Member of Legislative Assembly Andhra Pradesh
- Incumbent
- Assumed office 2024
- Preceded by: Anantha Venkatarami Reddy
- Constituency: Anantapur Urban

Personal details
- Born: 1976 (age 49–50)
- Party: Telugu Desam Party

= Daggupati Venkateswara Prasad =

Indian politician

Daggupati Venkateswara Prasad (born 10 August 1976) is an Indian politician from Andhra Pradesh. He is an MLA from Anantapur Urban Assembly constituency in Anantapur district. He represents Telugu Desam Party. He won the 2024 Andhra Pradesh Legislative Assembly election where TDP had an alliance with BJP and Jana Sena Party.
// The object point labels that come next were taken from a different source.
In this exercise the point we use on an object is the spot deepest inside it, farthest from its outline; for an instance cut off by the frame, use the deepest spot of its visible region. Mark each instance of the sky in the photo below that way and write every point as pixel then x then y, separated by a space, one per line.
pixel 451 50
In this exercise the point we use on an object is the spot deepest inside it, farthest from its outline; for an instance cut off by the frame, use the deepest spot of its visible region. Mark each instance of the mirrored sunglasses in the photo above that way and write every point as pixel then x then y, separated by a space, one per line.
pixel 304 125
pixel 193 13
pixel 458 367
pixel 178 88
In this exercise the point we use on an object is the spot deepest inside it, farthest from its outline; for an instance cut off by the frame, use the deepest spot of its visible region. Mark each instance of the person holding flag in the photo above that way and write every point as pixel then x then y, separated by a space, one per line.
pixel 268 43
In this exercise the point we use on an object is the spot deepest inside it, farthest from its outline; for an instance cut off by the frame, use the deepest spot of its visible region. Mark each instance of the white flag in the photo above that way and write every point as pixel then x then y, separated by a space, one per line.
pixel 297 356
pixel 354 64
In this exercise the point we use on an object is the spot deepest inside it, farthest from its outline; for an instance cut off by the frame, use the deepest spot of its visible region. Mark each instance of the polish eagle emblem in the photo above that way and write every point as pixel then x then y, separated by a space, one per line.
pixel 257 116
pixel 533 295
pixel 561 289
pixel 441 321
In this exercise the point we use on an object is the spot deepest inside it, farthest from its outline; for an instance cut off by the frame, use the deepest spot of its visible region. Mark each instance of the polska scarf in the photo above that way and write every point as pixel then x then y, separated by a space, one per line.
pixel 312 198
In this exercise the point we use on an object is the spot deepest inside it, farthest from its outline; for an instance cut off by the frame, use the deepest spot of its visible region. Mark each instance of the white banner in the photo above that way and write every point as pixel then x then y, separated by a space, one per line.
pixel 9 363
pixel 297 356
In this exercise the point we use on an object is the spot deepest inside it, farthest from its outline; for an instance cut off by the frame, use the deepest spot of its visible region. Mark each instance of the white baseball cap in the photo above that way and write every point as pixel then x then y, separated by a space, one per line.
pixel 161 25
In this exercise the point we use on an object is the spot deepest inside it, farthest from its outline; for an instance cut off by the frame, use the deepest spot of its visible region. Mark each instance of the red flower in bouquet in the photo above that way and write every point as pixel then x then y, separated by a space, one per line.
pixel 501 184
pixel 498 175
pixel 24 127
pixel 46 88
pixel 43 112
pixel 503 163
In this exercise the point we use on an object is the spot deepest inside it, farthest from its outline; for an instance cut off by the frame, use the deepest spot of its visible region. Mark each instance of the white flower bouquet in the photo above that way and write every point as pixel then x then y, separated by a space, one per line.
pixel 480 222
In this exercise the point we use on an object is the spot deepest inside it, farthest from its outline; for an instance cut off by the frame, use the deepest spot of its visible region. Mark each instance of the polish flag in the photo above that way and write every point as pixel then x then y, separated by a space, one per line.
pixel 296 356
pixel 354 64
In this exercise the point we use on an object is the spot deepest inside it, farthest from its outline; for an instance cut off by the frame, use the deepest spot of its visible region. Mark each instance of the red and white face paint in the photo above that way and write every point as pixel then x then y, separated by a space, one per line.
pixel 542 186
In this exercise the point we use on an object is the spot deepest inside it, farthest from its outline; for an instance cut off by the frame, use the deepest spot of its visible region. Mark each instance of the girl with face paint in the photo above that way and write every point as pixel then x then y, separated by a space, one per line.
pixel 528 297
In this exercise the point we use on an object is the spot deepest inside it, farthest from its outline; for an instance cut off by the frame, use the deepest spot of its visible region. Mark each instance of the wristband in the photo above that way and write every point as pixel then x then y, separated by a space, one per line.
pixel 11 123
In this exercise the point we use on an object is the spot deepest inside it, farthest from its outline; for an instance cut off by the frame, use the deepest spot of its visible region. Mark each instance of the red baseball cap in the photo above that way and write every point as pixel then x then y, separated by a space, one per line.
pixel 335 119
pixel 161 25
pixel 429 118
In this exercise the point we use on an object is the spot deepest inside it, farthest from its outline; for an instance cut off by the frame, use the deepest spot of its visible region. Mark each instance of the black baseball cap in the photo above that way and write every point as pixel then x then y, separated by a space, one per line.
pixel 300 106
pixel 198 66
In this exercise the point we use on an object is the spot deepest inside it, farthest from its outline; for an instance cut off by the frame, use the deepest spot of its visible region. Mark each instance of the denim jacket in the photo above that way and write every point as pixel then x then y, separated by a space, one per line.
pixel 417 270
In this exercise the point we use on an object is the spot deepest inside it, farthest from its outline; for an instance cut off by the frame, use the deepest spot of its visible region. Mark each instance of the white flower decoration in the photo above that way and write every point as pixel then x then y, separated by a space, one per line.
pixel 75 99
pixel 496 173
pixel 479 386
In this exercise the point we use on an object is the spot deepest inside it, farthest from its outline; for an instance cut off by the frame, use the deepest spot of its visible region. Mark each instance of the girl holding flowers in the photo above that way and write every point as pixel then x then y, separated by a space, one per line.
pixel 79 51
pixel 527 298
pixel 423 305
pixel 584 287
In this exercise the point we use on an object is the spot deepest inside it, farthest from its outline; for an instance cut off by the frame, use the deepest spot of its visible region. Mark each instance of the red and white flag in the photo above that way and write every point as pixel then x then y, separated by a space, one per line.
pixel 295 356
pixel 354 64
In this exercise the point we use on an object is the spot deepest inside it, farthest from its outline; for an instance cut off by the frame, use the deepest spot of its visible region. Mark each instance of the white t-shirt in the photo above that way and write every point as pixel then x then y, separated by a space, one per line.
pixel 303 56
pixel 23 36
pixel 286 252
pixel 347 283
== Early life and education ==
Prasad is from Rapthadu, Anantapur district. His father Daggupati Chinnarappa was a farmer. He completed his Diploma in Mechanical Engineering in 1995 at Vasavi Polytechnic College, Banaganapalli, Kurnool district.

== Political career ==
Prasad won the 2024 Andhra Pradesh Legislative Assembly election from Anantapur Urban Assembly constituency representing Telugu Desam Party. He polled 103,334 votes and defeated his nearest rival Anantha Venkatarami Reddy of YSR Congress Party by a margin of 23,023 votes.